Era una mujer del otoño. Le gustaban las castañas asadas, con su olor a posguerra, los pequeños lujos que nunca supe valorar en su justa medida, solo al final, cuando la infancia de mi hijo me devolvió la mía y volví a vivir en ese limbo maravilloso en que por fin se entienden madres e hijas. Adoraba los huesos de santo, los buñuelos, las golosinas de este mes que se prodiga en dulces para hacernos olvidar el olor a frío. Se quemaba los labios con el café ardiendo, y la felicidad era el reloj de las seis en la cocina y un resto de azúcar en un hule muy usado.

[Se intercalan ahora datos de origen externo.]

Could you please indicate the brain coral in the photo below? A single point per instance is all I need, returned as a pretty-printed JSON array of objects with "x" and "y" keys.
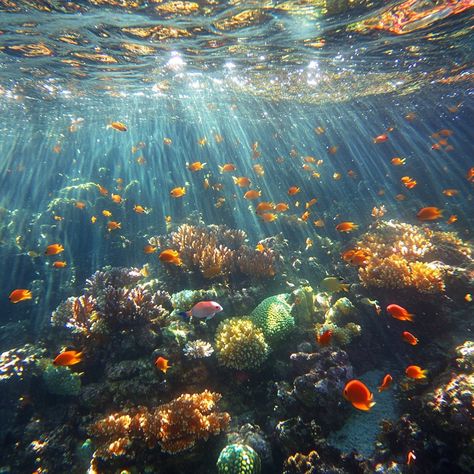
[
  {"x": 273, "y": 317},
  {"x": 240, "y": 344},
  {"x": 238, "y": 459}
]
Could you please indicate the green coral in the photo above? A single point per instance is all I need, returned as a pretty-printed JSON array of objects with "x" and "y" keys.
[
  {"x": 240, "y": 344},
  {"x": 238, "y": 459},
  {"x": 61, "y": 381},
  {"x": 273, "y": 317}
]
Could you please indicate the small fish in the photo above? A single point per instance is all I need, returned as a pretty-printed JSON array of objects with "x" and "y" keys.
[
  {"x": 359, "y": 395},
  {"x": 178, "y": 192},
  {"x": 204, "y": 310},
  {"x": 346, "y": 226},
  {"x": 170, "y": 256},
  {"x": 148, "y": 249},
  {"x": 429, "y": 214},
  {"x": 381, "y": 138},
  {"x": 227, "y": 168},
  {"x": 411, "y": 458},
  {"x": 397, "y": 161},
  {"x": 398, "y": 312},
  {"x": 162, "y": 364},
  {"x": 410, "y": 338},
  {"x": 20, "y": 295},
  {"x": 281, "y": 207},
  {"x": 54, "y": 249},
  {"x": 252, "y": 194},
  {"x": 334, "y": 284},
  {"x": 196, "y": 166},
  {"x": 139, "y": 209},
  {"x": 415, "y": 372},
  {"x": 325, "y": 338},
  {"x": 386, "y": 382},
  {"x": 113, "y": 225},
  {"x": 68, "y": 358},
  {"x": 241, "y": 181},
  {"x": 119, "y": 126}
]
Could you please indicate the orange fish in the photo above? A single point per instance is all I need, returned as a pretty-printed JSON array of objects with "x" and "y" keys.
[
  {"x": 20, "y": 295},
  {"x": 113, "y": 225},
  {"x": 252, "y": 194},
  {"x": 170, "y": 256},
  {"x": 264, "y": 206},
  {"x": 150, "y": 249},
  {"x": 346, "y": 226},
  {"x": 397, "y": 161},
  {"x": 162, "y": 364},
  {"x": 241, "y": 181},
  {"x": 68, "y": 358},
  {"x": 410, "y": 338},
  {"x": 429, "y": 214},
  {"x": 411, "y": 458},
  {"x": 415, "y": 372},
  {"x": 196, "y": 166},
  {"x": 325, "y": 338},
  {"x": 54, "y": 249},
  {"x": 227, "y": 168},
  {"x": 398, "y": 312},
  {"x": 281, "y": 207},
  {"x": 386, "y": 382},
  {"x": 359, "y": 395},
  {"x": 381, "y": 138},
  {"x": 268, "y": 217},
  {"x": 178, "y": 192},
  {"x": 119, "y": 126},
  {"x": 139, "y": 209}
]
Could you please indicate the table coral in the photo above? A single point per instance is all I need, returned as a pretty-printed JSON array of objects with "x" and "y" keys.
[
  {"x": 175, "y": 426},
  {"x": 240, "y": 344}
]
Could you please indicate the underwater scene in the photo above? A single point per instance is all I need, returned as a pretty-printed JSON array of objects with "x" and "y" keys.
[{"x": 236, "y": 237}]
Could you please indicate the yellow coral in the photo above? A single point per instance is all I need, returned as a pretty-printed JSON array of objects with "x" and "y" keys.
[{"x": 240, "y": 344}]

Ahora me pregunto muchas veces qué hubiera pensado de estos meses pasados, de este otoño robado en el que las mascarillas no dejan ver las sonrisas y la voz se resiente en las aulas, y hay que aprender a leer en los ojos de los alumnos si han comprendido la explicación o se han perdido. Me hubiera gustado contarle tantas cosas, preguntarle por esas tareas cotidianas para las que las mujeres de mi generación siempre hemos tenido prisa, cómo se coge un dobladillo, el punto exacto de las croquetas, cómo saber si tienes fiebre posando apenas un beso sobre una frente querida. La muerte no deja de ser solo una conversación interrumpida, todo lo que no dijimos, lo que dijimos de más, siempre palabras, los cimientos de la vida.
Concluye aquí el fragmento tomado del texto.